In times of crisis, we often see the best of people, with selfless and heroic individuals doing all they can to alleviate the suffering of others. Unfortunately, there are also people for whom crisis brings out the worst – they exploit the weaknesses and vulnerabilities that emerge for their own advantage. So it is that financial regulators and policing groups across Europe are warning that the COVID-19 pandemic poses a risk of escalating crime, from cyber attacks to fraud.
The banking sector must therefore be on its guard during this difficult period. Its due diligence responsibilities remain as demanding as they have always been, but may now be tougher to fulfil. In this context, know-your-customer (KYC) procedures, anti-money laundering (AML) processes, corruption controls and other tools in the fight against financial crime are all more important than ever.
Threat level high
The challenges will be numerous. For example, some banks are already logging very different patterns of behaviour from their customers, which in ordinary times might signal suspicious activity. Customers stuck largely at home may make much more sizeable cash withdrawals than usual, or engage in a much broader range of digital transactions. In these circumstances, identifying questionable activity without impeding customers already struggling to adjust to the crisis may be difficult.
In other cases, customers whose behaviours haven’t changed may give compliance cause for concern. Banks know well that high-cash businesses such as restaurants and certain types of retail outlet are a favoured channel for money launderers. Businesses that now continue to deposit sizeable cash sums despite being closed because of COVID-19 may require further investigation.
Some of these businesses, of course, will be receiving emergency support from the various stimulus packages unveiled by governments around the world. But with so much money injected into the economy – the UK alone has announced a £330bn bail-out – some criminals will inevitable see opportunities to take advantage. Banks will be expected to demonstrate they have robust processes in place for ensuring that financial flows are legitimate.
In fact, compliance with money laundering regulation is becoming increasingly difficult, with ever larger volumes of cash withdrawals taking place around the world, a significant increase in the use of mobile banking tools and a flow of cash into virtual currency.
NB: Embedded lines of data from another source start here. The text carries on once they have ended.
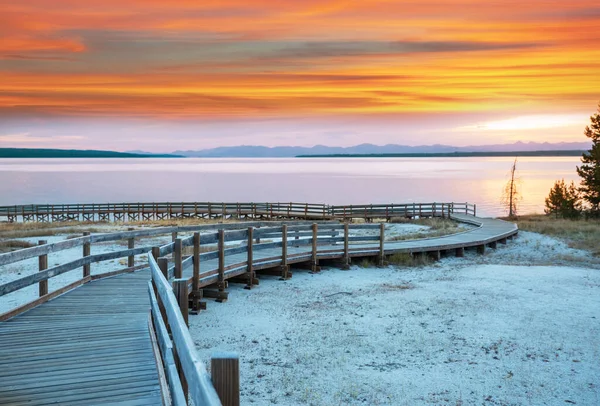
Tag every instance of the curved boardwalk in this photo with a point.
(92, 345)
(88, 346)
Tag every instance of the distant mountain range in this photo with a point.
(252, 151)
(73, 153)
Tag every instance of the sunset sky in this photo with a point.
(186, 74)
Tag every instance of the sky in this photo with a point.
(160, 75)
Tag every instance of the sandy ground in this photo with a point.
(505, 328)
(518, 325)
(18, 270)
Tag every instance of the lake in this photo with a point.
(315, 180)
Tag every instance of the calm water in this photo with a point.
(322, 180)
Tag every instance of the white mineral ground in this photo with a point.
(518, 325)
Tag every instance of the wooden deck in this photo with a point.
(88, 346)
(92, 345)
(487, 231)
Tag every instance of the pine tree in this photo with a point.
(563, 200)
(590, 168)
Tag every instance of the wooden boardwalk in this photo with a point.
(89, 346)
(92, 345)
(487, 231)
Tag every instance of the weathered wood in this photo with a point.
(200, 386)
(346, 258)
(221, 250)
(155, 253)
(177, 258)
(225, 376)
(164, 386)
(196, 294)
(131, 245)
(42, 266)
(250, 259)
(86, 253)
(118, 272)
(180, 287)
(315, 229)
(43, 299)
(381, 244)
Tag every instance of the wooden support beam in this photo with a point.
(250, 260)
(178, 258)
(131, 245)
(180, 287)
(196, 292)
(381, 258)
(221, 296)
(43, 265)
(163, 264)
(225, 376)
(315, 267)
(346, 258)
(156, 253)
(435, 255)
(87, 248)
(221, 283)
(285, 269)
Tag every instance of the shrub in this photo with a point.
(563, 201)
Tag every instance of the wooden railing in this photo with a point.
(184, 370)
(172, 293)
(41, 251)
(160, 211)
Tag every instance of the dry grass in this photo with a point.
(438, 227)
(24, 230)
(13, 245)
(579, 234)
(405, 259)
(33, 229)
(394, 286)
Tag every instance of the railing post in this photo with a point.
(196, 275)
(131, 245)
(225, 376)
(250, 271)
(284, 266)
(43, 265)
(180, 288)
(178, 258)
(87, 248)
(221, 283)
(314, 260)
(381, 244)
(346, 264)
(156, 253)
(163, 264)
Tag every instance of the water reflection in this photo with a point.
(335, 181)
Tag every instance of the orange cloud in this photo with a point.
(189, 59)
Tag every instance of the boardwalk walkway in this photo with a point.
(88, 346)
(92, 345)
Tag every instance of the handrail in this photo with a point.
(175, 300)
(199, 383)
(271, 210)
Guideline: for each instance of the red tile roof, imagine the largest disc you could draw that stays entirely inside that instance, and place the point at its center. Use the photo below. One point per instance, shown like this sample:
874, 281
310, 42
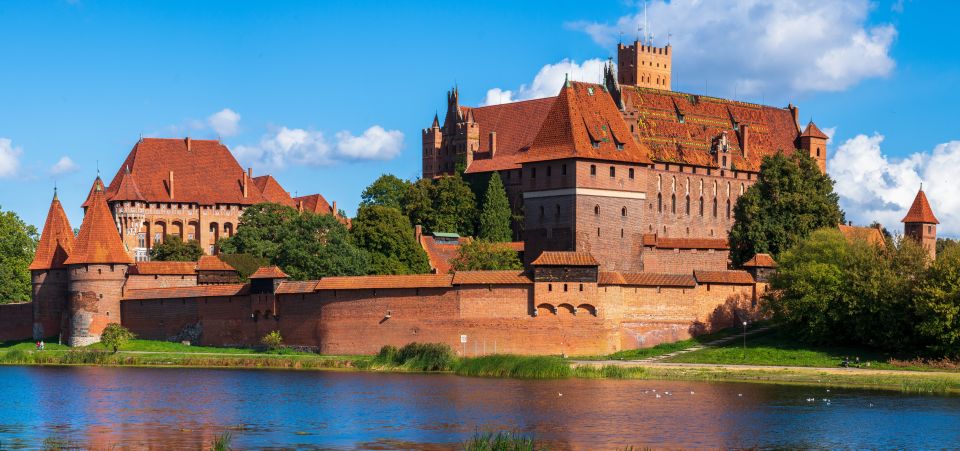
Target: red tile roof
269, 272
206, 173
724, 277
296, 287
272, 191
163, 268
516, 125
648, 279
213, 263
760, 261
551, 258
920, 211
491, 278
584, 122
385, 282
198, 291
56, 240
99, 239
653, 240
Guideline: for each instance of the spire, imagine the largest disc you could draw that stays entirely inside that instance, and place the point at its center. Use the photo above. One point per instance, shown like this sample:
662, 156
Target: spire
920, 212
98, 241
56, 241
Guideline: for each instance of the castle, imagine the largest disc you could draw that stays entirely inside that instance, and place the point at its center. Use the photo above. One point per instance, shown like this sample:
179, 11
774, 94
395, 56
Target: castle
626, 190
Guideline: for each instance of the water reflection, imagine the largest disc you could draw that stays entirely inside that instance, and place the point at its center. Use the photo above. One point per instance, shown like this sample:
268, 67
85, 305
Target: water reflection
186, 409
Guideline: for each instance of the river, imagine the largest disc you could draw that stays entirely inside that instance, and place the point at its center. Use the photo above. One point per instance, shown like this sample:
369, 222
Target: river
141, 408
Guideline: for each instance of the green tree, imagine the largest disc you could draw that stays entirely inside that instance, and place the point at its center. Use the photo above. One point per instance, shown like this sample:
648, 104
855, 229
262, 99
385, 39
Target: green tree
115, 336
454, 206
174, 249
18, 243
790, 200
387, 191
386, 232
495, 215
306, 246
478, 255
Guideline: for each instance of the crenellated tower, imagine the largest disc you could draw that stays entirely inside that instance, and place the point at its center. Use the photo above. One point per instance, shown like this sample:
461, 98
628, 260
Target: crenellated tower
97, 267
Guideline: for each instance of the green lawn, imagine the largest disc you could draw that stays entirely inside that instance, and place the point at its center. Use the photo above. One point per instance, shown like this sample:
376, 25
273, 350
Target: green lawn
776, 348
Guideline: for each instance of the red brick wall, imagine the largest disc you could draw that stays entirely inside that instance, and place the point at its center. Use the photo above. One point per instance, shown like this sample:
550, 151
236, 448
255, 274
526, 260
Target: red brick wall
16, 321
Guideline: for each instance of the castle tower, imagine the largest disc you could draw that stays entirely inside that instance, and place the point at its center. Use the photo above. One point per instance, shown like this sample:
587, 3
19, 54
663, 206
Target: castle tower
97, 267
48, 273
921, 225
814, 143
644, 65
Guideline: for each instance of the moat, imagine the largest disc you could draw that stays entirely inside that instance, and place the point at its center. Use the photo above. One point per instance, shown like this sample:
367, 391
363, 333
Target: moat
93, 407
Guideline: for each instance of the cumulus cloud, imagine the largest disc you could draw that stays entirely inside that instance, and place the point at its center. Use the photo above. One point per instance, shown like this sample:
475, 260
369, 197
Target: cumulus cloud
225, 122
286, 146
548, 81
757, 47
9, 158
875, 187
64, 165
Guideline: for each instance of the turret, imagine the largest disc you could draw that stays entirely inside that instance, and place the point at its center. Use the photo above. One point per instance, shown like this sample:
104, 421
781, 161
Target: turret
97, 267
921, 225
48, 273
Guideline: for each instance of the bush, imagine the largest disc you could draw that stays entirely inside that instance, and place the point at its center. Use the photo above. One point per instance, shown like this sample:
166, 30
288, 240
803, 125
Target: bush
115, 336
272, 341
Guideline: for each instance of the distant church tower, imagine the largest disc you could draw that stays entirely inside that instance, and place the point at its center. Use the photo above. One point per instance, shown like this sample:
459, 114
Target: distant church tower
644, 65
921, 225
Any bank with AML or KYC weaknesses is now at a much-increased risk of being caught out by an inability to properly monitor transactions and customer behaviours. The risk of regulatory sanction and reputational damage is very real for such organisations.
The rise of remote working brings another potential headache for compliance. Both banks themselves and their business customers now have to work out how to keep their AML and KYC obligations at the top of the agenda amid the challenges of virtual client contact and customer onboarding. In the effort to maintain productivity and efficiency, there is a danger that standards slide, and rogue individuals slip through the net.
The list of issues to contend with goes on and on. Banks must be aware that their customers are highly vulnerable to an increase in frauds such as phishing, with fraudulent emails up more than 600% since the end of February according to some reports. Other types of cyber crime are also surging – there was a 56% increase in ransomware attacks in February, for example.
The power of technology
The reality for banks and other financial services businesses is that manual processes and workflows will very quickly be overcome by the threats now posed on so many different fronts. Maintaining the quality of due diligence will be almost impossible without a technology-powered response, particularly as compliance staff fall sick or are required to self-isolate.
For this reason, banks now, more than ever, need sophisticated compliance tools powered by technologies such as automation, machine learning and artificial intelligence. The importance of good data analytics tools is almost impossible to exaggerate.
At the same time, simplicity and consistency will be important too. Banks that operate through a single platform that standardises their approach to KYC, AML and other types of due diligence will ensure they are embedding best practice throughout their businesses, while maximising efficiency and effectiveness. These platforms also provide crucial record-keeping and reporting functionality, enabling banks to provide regulators and other third parties with clear audit trails.
This is not to suggest that the banking sector must now embrace a one-size-fits-all approach to regulatory and compliance technology. Inevitably, individual banks will have their own specific requirements and priorities; platforms that offer flexible and extendable functionality will therefore be vital.
The goal is a technology-driven response to the mounting and evolving threat – that is systems and processes that will not be overwhelmed by the potential chaos that the COVID-19 crisis threatens. Human intelligence will remain crucial too, of course, but smart use of technology will enable banks to deploy their regulatory and compliance experts to maximum effect.